A GC doesn't check if memory is unused; it looks for memory that's used and free...

yosefk · on May 13, 2017

Got it, an interesting point and it follows that a use case can be engineered where a GC adds essentially zero overhead over an arena allocator.

But in the general case where some objects are short-lived and others aren't, surely manually splitting your allocations to malloc for long-lived ones and some sort of arena_alloc for short-lived ones ought to be faster than allocating them all in one place, then copying the ones which are still reachable out of the area reserved for short-lived objects?

(This is not to say a GC-based system will be slower "on average" because nobody knows what the "average" is. A realistic arena-based system can have objects most of which are short-lived but some do need to live longer and you only find out long after they're allocated; in that case, one has to manually reallocate those objects just like a GC would, and doing it, say, the C++ way is definitely more bug-prone than GC's bug-free handling of this, and one way to make it less bug-prone in C++ is to have deeper copies and avoid trying to minimize copying, and now you might easily be slower than a GC. I'm just saying that it's very easy to find a case when a system not getting any hints from the programmer wrt object lifecycles and instead discovering them fully automatically would be slower than a system which does get these hints. And of course a GC can provide ways to supply these hints, I'm just not aware of one which does - perhaps it's avoided on the theory that the GC algorithm might change and you don't want to make hints which operate in terms not portable between algorithms a part of your interface.)

rbehrends · on May 13, 2017

> But in the general case where some objects are short-lived and others aren't, surely manually splitting your allocations to malloc for long-lived ones and some sort of arena_alloc for short-lived ones ought to be faster than allocating them all in one place, then copying the ones which are still reachable out of the area reserved for short-lived objects?

This is where things get difficult, actually, and you need benchmarks because:

1. You still have a bump allocator that's much faster than a general purpose first-fit/best-fit allocator and has generally better memory locality than a pool allocator.

2. Offsetting that may be the additional tracing and/or copying you are doing as a result of garbage collection.

3. Manual memory management techniques often have their own performance costs: std::shared_ptr and std::unique_ptr both add overhead and you sometimes see additional copying where lifetimes are difficult to predict.

Which one has the higher cost is often something that can be only tested for with actual code (and can go either way).

I'll also note that this is primarily of interest for functional languages, which often have a high allocation rate. For imperative programs, the memory allocation rate (and ratio of memory that contains pointers to memory that doesn't) is often so low that even a very basic mark/sweep collector would be fine, as long as pause times don't matter in your application domain. This means that it's often not really a practical issue, one way or the other.

barrkel · on May 13, 2017

IMO the design of the memory system has a strong influence (or should have a strong influence) on the architecture of a system when performance is a big concern. What the "average" is, is under the control of the program itself; a program written for a generational GC should be written differently to one with a refcount-based GC, and both should be different to one for a simple mark and sweep GC.

Similarly, designing a program with manual allocation for speed means using some kind of zone or arena allocation, probably mixed with some stack-oriented allocation that mirrors the control stack (not necessarily consuming CPU stack space).
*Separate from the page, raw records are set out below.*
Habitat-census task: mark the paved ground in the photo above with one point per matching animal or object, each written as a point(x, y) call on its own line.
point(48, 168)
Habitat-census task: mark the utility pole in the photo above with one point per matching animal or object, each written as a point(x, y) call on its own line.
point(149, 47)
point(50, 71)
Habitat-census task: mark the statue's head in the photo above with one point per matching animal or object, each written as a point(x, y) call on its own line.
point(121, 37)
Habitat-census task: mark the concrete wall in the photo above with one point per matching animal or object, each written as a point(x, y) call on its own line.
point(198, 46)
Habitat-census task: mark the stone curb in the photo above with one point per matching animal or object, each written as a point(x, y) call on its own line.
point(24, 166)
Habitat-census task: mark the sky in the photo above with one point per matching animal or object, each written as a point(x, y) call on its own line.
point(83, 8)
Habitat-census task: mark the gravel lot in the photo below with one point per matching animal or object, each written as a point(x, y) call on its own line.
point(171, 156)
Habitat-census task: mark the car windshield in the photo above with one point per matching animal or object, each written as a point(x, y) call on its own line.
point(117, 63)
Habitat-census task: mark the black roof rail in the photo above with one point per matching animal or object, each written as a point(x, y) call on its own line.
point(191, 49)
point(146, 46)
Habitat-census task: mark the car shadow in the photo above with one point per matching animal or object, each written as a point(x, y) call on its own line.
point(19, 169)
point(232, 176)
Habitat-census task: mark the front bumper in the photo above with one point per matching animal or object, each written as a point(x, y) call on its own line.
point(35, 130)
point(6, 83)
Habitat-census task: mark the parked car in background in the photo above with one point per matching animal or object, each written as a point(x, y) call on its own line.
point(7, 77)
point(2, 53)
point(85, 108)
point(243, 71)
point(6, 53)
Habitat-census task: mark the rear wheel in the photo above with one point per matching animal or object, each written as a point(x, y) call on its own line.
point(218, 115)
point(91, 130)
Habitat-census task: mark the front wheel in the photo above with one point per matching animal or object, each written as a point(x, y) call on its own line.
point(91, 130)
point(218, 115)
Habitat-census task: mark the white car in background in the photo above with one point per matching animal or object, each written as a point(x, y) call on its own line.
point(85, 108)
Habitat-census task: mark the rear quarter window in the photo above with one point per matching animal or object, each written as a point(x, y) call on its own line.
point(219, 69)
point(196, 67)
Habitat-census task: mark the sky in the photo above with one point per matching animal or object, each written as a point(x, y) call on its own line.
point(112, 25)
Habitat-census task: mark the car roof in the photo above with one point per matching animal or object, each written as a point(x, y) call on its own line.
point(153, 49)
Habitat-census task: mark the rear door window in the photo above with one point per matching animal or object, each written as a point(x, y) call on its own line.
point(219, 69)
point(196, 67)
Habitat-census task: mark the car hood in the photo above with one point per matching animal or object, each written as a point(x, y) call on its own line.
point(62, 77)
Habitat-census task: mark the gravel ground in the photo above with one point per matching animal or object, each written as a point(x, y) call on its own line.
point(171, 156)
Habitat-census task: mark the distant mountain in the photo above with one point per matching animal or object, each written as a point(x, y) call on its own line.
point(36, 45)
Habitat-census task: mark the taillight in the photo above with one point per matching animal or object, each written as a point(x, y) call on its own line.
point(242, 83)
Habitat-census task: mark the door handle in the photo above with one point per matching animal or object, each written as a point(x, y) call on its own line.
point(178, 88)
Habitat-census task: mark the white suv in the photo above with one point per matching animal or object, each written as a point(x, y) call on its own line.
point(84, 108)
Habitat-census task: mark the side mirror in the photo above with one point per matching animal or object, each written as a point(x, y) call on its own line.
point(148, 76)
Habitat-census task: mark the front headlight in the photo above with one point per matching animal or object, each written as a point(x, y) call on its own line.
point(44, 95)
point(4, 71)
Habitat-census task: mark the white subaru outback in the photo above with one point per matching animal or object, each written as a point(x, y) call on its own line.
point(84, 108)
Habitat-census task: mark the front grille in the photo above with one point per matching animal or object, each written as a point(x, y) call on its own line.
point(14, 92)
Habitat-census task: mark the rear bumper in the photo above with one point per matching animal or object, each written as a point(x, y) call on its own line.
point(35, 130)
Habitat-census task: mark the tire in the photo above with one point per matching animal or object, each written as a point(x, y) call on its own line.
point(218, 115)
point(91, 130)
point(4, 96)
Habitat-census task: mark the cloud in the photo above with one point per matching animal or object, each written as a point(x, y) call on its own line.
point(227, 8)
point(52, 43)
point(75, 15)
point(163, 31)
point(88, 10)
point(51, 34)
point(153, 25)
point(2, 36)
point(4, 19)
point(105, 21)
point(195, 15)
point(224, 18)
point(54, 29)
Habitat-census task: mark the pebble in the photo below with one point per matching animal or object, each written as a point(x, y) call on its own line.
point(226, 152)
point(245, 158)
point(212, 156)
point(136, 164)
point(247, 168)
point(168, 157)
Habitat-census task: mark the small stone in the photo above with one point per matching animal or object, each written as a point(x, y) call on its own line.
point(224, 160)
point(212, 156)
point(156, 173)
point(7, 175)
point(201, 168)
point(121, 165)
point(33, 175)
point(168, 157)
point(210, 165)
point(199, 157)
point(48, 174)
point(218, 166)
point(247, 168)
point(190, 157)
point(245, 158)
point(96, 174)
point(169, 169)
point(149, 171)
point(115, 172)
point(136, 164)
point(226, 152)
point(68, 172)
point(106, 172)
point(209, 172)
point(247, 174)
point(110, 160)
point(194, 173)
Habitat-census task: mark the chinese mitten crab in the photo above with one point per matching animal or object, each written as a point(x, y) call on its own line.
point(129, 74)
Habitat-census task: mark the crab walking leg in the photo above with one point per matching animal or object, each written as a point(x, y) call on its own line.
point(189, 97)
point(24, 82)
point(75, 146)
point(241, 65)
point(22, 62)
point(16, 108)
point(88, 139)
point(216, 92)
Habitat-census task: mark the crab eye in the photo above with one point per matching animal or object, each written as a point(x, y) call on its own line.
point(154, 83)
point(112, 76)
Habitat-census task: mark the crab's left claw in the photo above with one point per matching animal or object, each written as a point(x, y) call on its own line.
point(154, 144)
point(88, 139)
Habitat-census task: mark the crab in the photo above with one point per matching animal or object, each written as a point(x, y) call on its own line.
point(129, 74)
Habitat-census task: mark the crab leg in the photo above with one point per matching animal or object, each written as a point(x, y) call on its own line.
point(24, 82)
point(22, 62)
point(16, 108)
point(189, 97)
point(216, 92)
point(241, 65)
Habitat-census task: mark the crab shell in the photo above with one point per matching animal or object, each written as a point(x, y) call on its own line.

The design of the memory system needs to be integrated with the architecture of the program and the lifecycle of the values it needs to track.

I don't think there's any simple winner. Different problem spaces require different treatments of memory. For example, stateless servers have little need for long-lived memory; they're well suited to generational GCs, but also to arenas (though GC is easier to keep correct, and usually more fluent in practice, without rewriting too much of the standard library). Mix in in-process caching, and things start getting murkier. Put caching in a different process, keeping it simple, at the cost of some IPC; tradeoffs, etc.

gsg · on May 13, 2017

In general you can't drop the contents of the arena on the floor in a GCed language, since you might have been wrong about those objects being short-lived (or because they are short lived, but they were allocated shortly before the young heap filled up and happen to still be alive). So tracing/copying is still necessary.

It is quite possible for objects that are expected to tenure to be allocated directly into the major heap. Many systems use various criteria to decide when this should be done. In particular it is common to allocate very large objects directly to avoid ever having to copy them.

There are also static analyses which attempt to determine which objects can be safely allocated in an arena-like way, that is, region inference. In some systems in addition to inference the programmer is given ways to specify that a given object should live within a certain region. MLkit is the usual example of such a system. Region systems don't seem to have been particularly popular, but there's still some work being done on them here and there.